C’est dans cet esprit qu’elle recommande ce qu’elle appelle la stratégie du « Cheval de Troie » : une méthode simple qui permet de décupler l’impact d’un seul actif en le déployant sur l’ensemble du funnel : « Les assets produits pour la Demand Gen servent aussi à l’activation et à la conversion. C’est un effet vertueux. »
Étape 1 : choisir un sujet qui attire
Tout commence par le choix d’un sujet fort, qui capte naturellement l’attention de votre audience cible. Il peut s’agir :
d’une réglementation récente (ex. : RGPD, IA Act) ;
d’une tendance sectorielle émergente ;
ou d’un nouveau positionnement produit différenciant.
L’objectif est de créer un effet « aimant » : attirer les bons profils grâce à un sujet pertinent et engageant.
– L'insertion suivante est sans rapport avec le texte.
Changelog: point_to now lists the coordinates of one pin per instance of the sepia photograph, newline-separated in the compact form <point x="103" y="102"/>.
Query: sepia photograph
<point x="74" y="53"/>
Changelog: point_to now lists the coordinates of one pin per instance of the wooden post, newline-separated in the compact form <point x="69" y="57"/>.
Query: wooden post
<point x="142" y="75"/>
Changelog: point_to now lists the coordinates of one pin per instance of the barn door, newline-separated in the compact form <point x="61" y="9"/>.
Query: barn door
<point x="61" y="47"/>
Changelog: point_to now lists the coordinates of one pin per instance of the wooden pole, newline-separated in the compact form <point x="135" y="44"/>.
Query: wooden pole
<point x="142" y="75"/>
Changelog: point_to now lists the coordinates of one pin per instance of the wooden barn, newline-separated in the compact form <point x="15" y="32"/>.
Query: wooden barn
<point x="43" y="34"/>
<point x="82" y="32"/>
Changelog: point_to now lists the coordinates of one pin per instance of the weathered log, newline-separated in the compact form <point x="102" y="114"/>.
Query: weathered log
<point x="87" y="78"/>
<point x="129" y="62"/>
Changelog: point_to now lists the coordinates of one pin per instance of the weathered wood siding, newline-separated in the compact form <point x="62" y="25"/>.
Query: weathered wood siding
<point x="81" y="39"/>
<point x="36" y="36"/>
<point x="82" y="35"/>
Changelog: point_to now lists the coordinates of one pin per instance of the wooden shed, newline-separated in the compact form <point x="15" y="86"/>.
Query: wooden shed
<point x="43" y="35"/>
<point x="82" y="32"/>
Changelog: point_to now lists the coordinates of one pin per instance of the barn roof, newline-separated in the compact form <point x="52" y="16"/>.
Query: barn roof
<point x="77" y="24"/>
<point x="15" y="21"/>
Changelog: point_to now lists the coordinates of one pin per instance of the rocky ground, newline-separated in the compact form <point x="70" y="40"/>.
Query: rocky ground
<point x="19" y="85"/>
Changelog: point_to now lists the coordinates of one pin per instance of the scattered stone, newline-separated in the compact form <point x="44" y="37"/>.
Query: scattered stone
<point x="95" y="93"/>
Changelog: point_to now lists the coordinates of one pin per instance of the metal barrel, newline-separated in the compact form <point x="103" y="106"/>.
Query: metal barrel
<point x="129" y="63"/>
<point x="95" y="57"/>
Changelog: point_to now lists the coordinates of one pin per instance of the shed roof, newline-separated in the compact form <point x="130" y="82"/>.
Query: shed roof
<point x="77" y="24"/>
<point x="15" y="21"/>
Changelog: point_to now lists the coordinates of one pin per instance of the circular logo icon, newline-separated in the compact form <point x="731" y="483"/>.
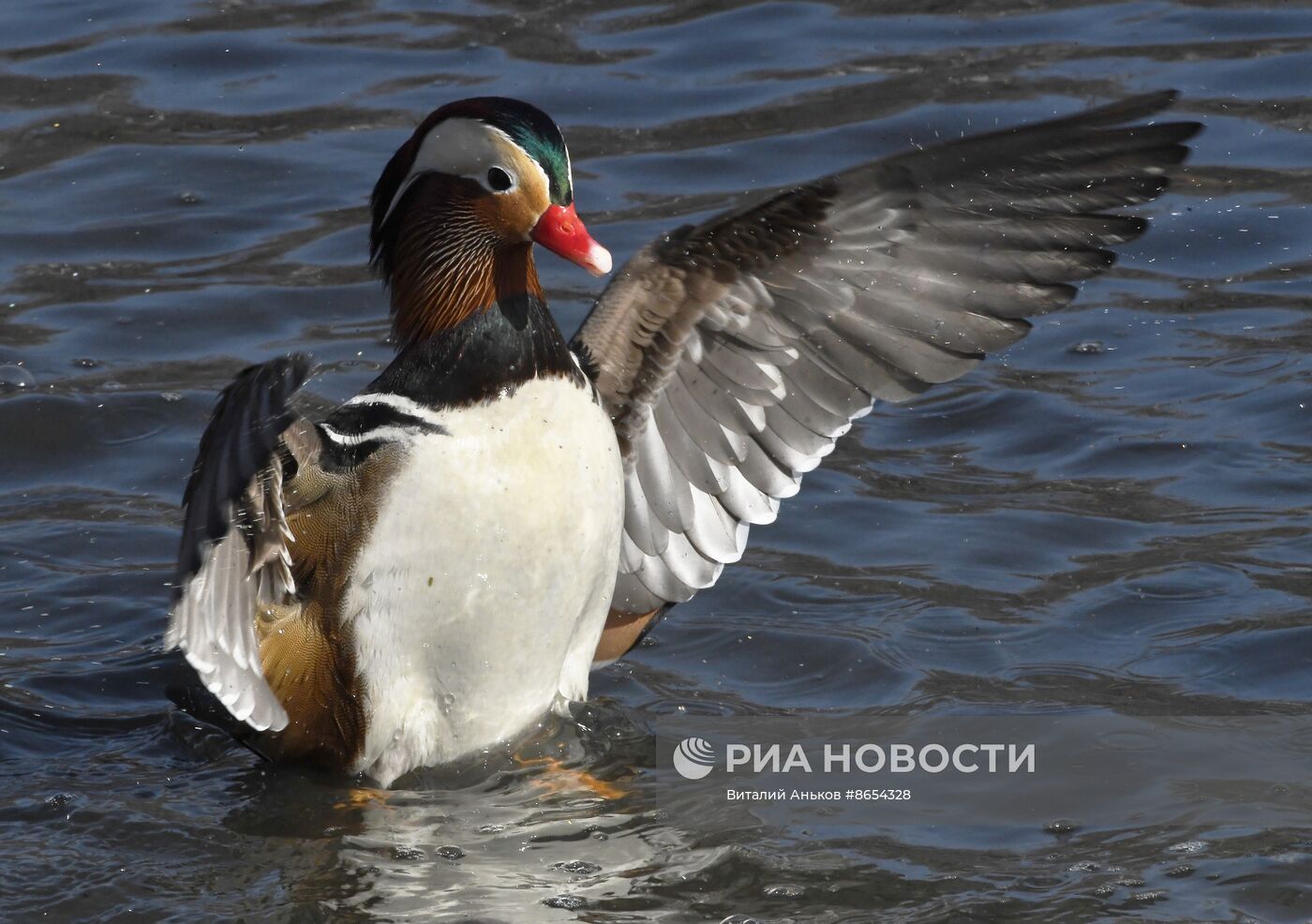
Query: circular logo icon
<point x="694" y="757"/>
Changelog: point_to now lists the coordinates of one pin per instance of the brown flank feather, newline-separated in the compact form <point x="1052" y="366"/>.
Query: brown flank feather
<point x="306" y="649"/>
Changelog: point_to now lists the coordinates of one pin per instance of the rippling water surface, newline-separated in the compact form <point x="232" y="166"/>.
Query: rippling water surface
<point x="1111" y="517"/>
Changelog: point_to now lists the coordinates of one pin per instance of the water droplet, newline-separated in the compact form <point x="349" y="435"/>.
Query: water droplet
<point x="1089" y="348"/>
<point x="567" y="902"/>
<point x="16" y="379"/>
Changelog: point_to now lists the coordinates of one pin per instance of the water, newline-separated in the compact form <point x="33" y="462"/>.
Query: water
<point x="1112" y="517"/>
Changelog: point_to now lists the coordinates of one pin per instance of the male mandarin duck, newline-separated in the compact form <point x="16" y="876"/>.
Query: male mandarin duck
<point x="443" y="558"/>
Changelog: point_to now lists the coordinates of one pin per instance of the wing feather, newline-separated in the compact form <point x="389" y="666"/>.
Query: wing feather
<point x="732" y="354"/>
<point x="233" y="553"/>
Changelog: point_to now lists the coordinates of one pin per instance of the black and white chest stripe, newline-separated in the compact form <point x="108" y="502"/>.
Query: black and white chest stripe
<point x="367" y="422"/>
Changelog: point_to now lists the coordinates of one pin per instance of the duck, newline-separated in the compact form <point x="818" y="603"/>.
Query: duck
<point x="441" y="560"/>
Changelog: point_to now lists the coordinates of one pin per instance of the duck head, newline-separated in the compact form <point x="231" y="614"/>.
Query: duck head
<point x="459" y="205"/>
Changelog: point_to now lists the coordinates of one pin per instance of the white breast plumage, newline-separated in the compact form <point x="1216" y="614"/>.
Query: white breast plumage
<point x="479" y="596"/>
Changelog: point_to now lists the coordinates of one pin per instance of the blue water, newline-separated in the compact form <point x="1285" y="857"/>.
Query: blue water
<point x="1112" y="516"/>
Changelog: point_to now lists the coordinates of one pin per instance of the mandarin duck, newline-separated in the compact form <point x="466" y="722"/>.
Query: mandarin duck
<point x="443" y="558"/>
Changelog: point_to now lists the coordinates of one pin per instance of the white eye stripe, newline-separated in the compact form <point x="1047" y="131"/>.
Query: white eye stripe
<point x="465" y="147"/>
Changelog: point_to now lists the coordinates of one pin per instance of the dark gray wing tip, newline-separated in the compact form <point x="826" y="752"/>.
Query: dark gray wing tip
<point x="249" y="416"/>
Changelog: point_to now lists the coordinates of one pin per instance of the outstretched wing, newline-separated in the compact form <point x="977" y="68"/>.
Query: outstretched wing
<point x="235" y="537"/>
<point x="734" y="353"/>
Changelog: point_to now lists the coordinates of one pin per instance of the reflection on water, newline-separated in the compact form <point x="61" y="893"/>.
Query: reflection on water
<point x="1112" y="517"/>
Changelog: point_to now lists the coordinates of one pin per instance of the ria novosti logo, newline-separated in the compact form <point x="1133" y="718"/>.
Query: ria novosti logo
<point x="694" y="757"/>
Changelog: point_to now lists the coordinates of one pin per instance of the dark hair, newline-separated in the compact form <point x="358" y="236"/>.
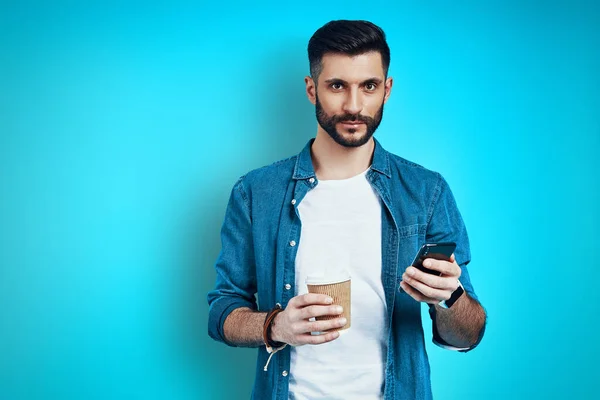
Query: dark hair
<point x="346" y="37"/>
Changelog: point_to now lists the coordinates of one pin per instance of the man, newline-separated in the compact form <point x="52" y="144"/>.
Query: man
<point x="343" y="201"/>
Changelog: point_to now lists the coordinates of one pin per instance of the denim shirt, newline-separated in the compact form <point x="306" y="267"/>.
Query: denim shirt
<point x="255" y="267"/>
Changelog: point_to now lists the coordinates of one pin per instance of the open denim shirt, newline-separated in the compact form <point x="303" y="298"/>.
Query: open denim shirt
<point x="255" y="268"/>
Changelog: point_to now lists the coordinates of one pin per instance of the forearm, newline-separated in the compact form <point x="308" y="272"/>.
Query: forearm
<point x="461" y="324"/>
<point x="243" y="327"/>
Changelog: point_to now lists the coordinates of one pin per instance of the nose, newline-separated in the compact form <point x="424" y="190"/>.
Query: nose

Étape 2 : créer un contenu « noyau »
Ce sujet « aimant » devient ensuite la base d’un contenu central, ce que Domitille appelle l’actif « noyau ». Il peut prendre la forme :
d’un webinar avec des invités experts ;
d’une étude chiffrée ou benchmark exclusif ;
d’un rapport de tendances soutenu par des insights internes ou clients.
Ce contenu est conçu pour être à la fois dense, utile et réutilisable.
Étape 3 : décliner en cascade
Une fois le contenu principal créé, l’enjeu est de le décliner sur tous les formats et canaux, afin de nourrir l’ensemble du funnel marketing :
Carrousels LinkedIn pour générer de l’awareness.
Emails de nurturing à destination des leads tièdes.
Decks commerciaux pour alimenter les argumentaires des SDR.
Mini-campagnes Ads (notamment en retargeting) pour toucher les comptes déjà exposés.
Chaque déclinaison reprend les insights du contenu noyau, avec un angle adapté à sa cible et à son niveau de maturité.
Étape 4 : mobiliser les expertises internes
Enfin, pour augmenter la portée sans alourdir la charge de travail, Domitille recommande d’impliquer les figures internes de l’entreprise. Le CEO, les fondateurs ou même les leads produit peuvent être mis à contribution pour porter la voix de la marque :
en participant à des podcasts sectoriels ;
en intervenant dans des webinars tiers ;
ou en publiant des contenus à haute valeur sur leur propre profil LinkedIn.
Lead Gen et Demand Gen ne s’opposent pas, elles se complètent. Mais si vous continuez à piloter votre marketing uniquement à la prise de rendez-vous, vous passerez à côté de 95 % de votre marché.
Si vous voulez générer de la croissance sans cramer votre budget paid, c’est maintenant qu’il faut structurer votre approche Demand Gen.